The centre of gravity for security must shift. Instead of trying to secure everything, CISOs must lead efforts to identify and protect the minimum viable business (MVB) — the processes, systems, and assets without which the organisation ceases to function.
This shift in mindset also requires a technical transformation. Security must be embedded within broader operational risk strategies, resilience must be prioritised alongside prevention, and in some cases the “perimeter” must be rebuilt — not around the whole enterprise, but around its most critical core.
But neither resilience nor security can be effective without visibility into what really matters. Yet few organisations have mapped their MVB — the minimum set of processes, assets, and systems required to keep the enterprise alive.
Firms need service and dependency discovery. Only then can CISOs apply breach and attack simulation (BAS) tools to model attacker pathways into MVB components and figure out the architectures and tooling they need.
Only then can they look at OT/IT threats to dependencies on physical infrastructure (power, HVAC), regulatory processes and external feeds.
But it’s not the CISO’s job to do all this. They should be able to ask, “Which processes, if destroyed, make us non-viable?” If no one can answer, the security strategy is already blind.
This also means firms must shift from generic security to core protection – and accept that core protection will impact the business.
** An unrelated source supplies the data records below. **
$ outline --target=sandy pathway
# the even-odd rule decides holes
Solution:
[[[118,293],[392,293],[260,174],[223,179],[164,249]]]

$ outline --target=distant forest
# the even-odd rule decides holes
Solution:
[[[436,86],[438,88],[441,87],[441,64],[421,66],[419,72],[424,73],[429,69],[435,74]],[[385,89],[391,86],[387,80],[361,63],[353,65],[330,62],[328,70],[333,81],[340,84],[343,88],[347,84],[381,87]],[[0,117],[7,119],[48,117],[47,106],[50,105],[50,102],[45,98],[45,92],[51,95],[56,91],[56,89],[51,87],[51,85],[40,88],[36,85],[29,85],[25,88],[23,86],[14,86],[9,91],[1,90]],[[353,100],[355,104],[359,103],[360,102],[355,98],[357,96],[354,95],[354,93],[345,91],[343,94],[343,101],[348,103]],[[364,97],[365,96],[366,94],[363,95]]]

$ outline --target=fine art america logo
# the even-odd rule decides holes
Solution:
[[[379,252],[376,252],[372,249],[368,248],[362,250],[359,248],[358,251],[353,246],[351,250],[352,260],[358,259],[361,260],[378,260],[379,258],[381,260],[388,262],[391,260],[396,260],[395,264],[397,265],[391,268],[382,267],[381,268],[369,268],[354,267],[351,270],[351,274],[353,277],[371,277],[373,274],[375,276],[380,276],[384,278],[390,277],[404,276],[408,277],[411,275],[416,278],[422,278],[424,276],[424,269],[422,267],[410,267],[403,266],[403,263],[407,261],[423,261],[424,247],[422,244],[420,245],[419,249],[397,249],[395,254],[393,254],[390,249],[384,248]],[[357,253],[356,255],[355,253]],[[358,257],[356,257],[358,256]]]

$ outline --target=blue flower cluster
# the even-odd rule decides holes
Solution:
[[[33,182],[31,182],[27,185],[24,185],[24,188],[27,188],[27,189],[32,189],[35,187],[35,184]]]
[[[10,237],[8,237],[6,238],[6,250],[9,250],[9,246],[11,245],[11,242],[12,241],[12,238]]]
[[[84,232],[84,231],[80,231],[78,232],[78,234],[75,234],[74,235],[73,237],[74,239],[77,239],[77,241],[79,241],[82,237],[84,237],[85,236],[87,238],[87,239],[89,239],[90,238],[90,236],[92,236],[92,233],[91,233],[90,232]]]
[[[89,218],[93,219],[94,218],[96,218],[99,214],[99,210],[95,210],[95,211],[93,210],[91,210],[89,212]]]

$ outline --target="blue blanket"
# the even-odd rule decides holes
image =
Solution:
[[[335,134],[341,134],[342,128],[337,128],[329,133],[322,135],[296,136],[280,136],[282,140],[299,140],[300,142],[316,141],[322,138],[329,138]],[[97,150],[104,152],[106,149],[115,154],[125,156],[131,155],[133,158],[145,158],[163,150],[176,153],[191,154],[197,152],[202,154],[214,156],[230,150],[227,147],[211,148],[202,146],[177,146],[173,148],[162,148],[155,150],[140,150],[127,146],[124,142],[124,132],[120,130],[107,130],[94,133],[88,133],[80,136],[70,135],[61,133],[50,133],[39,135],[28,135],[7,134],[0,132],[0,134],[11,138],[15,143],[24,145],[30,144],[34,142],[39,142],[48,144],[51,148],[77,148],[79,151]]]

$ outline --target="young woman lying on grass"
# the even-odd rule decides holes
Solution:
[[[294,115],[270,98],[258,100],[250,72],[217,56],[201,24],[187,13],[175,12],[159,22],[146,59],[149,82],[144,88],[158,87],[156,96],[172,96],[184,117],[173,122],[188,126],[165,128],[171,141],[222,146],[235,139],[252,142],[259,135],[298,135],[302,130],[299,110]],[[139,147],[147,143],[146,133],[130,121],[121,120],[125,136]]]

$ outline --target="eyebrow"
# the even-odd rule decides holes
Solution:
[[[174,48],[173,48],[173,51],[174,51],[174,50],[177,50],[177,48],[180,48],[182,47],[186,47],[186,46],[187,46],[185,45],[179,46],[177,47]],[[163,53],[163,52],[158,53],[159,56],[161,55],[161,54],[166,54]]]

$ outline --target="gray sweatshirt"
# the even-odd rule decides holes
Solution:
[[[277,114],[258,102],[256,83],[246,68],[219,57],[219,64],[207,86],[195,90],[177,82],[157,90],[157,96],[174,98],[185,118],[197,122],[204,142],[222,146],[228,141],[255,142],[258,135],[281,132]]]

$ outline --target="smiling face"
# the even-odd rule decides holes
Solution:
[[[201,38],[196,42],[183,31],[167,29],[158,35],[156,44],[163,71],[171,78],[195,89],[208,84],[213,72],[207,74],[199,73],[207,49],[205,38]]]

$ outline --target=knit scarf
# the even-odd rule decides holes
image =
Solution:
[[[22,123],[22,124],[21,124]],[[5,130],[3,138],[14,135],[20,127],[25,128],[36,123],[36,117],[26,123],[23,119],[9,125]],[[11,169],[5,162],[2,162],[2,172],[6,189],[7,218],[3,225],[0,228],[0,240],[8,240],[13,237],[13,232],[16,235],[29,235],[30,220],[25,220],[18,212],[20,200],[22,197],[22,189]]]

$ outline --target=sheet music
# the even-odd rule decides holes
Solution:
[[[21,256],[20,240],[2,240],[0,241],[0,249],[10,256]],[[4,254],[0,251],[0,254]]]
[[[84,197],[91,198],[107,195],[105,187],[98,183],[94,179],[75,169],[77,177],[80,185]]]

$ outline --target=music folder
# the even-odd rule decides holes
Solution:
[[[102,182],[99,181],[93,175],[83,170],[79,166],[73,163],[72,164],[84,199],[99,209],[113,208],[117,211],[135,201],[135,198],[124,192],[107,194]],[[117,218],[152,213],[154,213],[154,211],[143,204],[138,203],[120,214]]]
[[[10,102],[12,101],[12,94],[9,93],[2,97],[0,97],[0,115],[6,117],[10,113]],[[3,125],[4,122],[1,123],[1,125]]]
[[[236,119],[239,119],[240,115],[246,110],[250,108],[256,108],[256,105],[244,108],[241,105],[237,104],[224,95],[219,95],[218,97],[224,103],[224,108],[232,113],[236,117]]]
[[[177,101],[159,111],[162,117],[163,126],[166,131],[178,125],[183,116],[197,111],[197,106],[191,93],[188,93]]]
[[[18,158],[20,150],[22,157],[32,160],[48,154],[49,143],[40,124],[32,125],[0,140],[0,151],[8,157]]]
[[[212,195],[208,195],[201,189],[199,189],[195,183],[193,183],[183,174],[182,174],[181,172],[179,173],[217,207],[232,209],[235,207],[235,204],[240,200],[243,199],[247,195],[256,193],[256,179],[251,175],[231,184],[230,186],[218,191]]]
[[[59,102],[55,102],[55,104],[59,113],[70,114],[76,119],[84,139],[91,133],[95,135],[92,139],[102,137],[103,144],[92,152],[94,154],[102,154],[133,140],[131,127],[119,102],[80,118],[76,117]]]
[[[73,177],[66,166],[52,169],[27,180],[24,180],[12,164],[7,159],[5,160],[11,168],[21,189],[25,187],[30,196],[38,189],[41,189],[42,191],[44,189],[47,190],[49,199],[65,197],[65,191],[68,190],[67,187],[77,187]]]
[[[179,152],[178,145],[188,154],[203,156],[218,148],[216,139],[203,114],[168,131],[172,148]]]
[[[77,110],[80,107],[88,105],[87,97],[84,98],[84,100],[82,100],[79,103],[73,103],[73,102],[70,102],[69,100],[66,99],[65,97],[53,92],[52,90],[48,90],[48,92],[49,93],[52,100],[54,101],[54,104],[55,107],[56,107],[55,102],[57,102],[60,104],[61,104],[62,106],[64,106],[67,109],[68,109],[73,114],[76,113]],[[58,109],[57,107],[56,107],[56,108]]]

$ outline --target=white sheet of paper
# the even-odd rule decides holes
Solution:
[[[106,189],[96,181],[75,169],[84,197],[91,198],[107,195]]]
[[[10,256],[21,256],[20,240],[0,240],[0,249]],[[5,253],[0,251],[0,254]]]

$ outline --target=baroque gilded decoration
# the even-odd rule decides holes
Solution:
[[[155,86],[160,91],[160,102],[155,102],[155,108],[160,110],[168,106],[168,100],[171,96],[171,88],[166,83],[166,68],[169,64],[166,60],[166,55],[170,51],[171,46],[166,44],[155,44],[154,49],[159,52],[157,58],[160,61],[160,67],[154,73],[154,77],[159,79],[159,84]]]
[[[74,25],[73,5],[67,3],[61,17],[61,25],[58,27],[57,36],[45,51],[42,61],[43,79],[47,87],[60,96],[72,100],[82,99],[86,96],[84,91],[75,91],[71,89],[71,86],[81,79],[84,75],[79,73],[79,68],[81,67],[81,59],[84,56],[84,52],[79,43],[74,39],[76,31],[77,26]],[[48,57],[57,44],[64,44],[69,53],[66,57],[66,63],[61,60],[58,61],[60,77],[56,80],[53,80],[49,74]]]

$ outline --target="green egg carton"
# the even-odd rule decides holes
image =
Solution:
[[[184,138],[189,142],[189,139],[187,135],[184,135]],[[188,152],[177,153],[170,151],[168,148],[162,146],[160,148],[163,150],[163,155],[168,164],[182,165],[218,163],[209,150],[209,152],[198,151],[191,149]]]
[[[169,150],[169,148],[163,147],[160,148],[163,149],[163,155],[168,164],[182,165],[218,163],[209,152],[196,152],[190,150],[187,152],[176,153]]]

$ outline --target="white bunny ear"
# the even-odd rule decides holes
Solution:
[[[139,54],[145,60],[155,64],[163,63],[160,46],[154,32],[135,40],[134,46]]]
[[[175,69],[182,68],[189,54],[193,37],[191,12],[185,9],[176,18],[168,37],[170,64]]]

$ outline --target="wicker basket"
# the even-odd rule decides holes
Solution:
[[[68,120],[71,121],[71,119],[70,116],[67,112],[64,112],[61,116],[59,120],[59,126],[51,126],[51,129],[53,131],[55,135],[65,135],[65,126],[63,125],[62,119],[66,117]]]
Sacrifices have to made to secure Tier 1 assets and processes and a refusal to do so simply means that companies are explicitly risk-accept the possibility of a truly material security incident.
This shift from security to resilience isn’t just technical — it’s cultural. Who can answer:
• Who has mapped the MVB in your organisation, and how recently?
• How much of your security budget protects Tier 1 assets/processes versus “everything else”?
• How many full recovery drills have included the executive committee?
• Can critical processes operate manually, even for a short time, if IT fails?
• Are you prepared to trade efficiency and flexibility for fortress-style protection?
The resilient enterprise may still want strong security, but it doesn’t depend on it for survival. That is the difference between security as a collection of tools and security as a business enabler.
For CISOs, the challenge is stark: embrace this new paradigm or continue pretending that securing everything is possible. The first path leads to resilience and credibility. The second leads to inevitable failure.